The dispute traces to a union organizing campaign that began in December 2021 at Starbucks' La Quinta, California store. Shift supervisors Andrea Hernandez and Jazmine Cardenas joined the organizing committee, and Workers United ultimately won certification as the bargaining representative. After the Union filed charges alleging unlawful conduct during the campaign, Starbucks sought Board-issued subpoenas directed to Cardenas and Hernandez as part of its defense preparation. Those subpoenas sought a broad range of materials, including communications with the Union, communications with other employees about Union activity, documents provided to the Board, and statements or affidavits relating to the allegations in the complaint.

The Board's General Counsel and the Union moved to revoke the subpoenas. An administrative law judge granted those petitions, concluding the requests were overbroad and sought information that could reveal protected activity. The Board then commenced a second unfair labor practice proceeding based on the Board's issuance of the subpoenas at Starbucks' request, and the ALJ concluded that Starbucks had violated Section 8(a)(1) by seeking information protected by Section 7 — applying the standard from National Telephone Directory Corp., 319 NLRB 420 (1995), a discovery rule governing when subpoenas should be quashed. The Board adopted that decision and ordered Starbucks to cease and desist from seeking similar subpoenas and to post a remedial notice.

The Fifth Circuit, in an opinion authored by Judge Higginson, held that the Board applied the wrong standard. The correct test for Section 8(a)(1) liability, the court held, is whether an employer's conduct would tend to be coercive when considered within the totality of circumstances surrounding the occurrence at issue — the standard drawn from NLRB v. Brookwood Furniture, Div. of U.S. Indus., 701 F.2d 452 (5th Cir. 1983). National Telephone, the court explained, was designed to resolve when unions or employees may withhold otherwise relevant information based on confidentiality interests, not to determine whether employer conduct rises to the level of coercion under Section 8(a)(1).

The court rejected the Board's argument that it had transformed National Telephone into a liability standard through Wright Electric, Inc., 327 NLRB 1194 (1999). The court read Wright Electric as citing National Telephone only for the narrower proposition that employees could be chilled if employers could identify who signed union authorization cards — not as establishing National Telephone as the governing liability framework. The court similarly distinguished the Ninth Circuit's decision in United Nurses Ass'ns of California v.
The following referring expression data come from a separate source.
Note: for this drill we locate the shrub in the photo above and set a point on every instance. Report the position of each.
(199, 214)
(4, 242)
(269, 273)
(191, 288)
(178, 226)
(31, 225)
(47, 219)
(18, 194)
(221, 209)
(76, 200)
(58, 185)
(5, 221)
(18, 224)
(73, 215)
NLRB, 871 F.3d 767 (9th Cir. 2017), noting that in that case the Board had cited National Telephone only for the well-established principle that union activity is protected from employer scrutiny, whereas here the Board treated it as supplying the controlling standard for liability.

The court also noted, without resolving, a structural tension in the case: the Board itself issued the subpoenas it later held violated the Act, and the subpoenas included instructions explaining how recipients could petition to revoke or modify them, as well as a statement that the principal use of the information sought was to assist the Board in processing unfair labor practice proceedings. The court declined to address in the first instance whether, under a proper totality-of-the-circumstances analysis, subpoenas issued by the Board and revocable on petition could reasonably be perceived as coercive and attributable to the employer.

The Fifth Circuit granted Starbucks' petition for review, denied the Board's cross-application for enforcement, vacated the Board's order, and remanded. On remand, the Board is free to reconsider the record and make any decision supported by substantial evidence.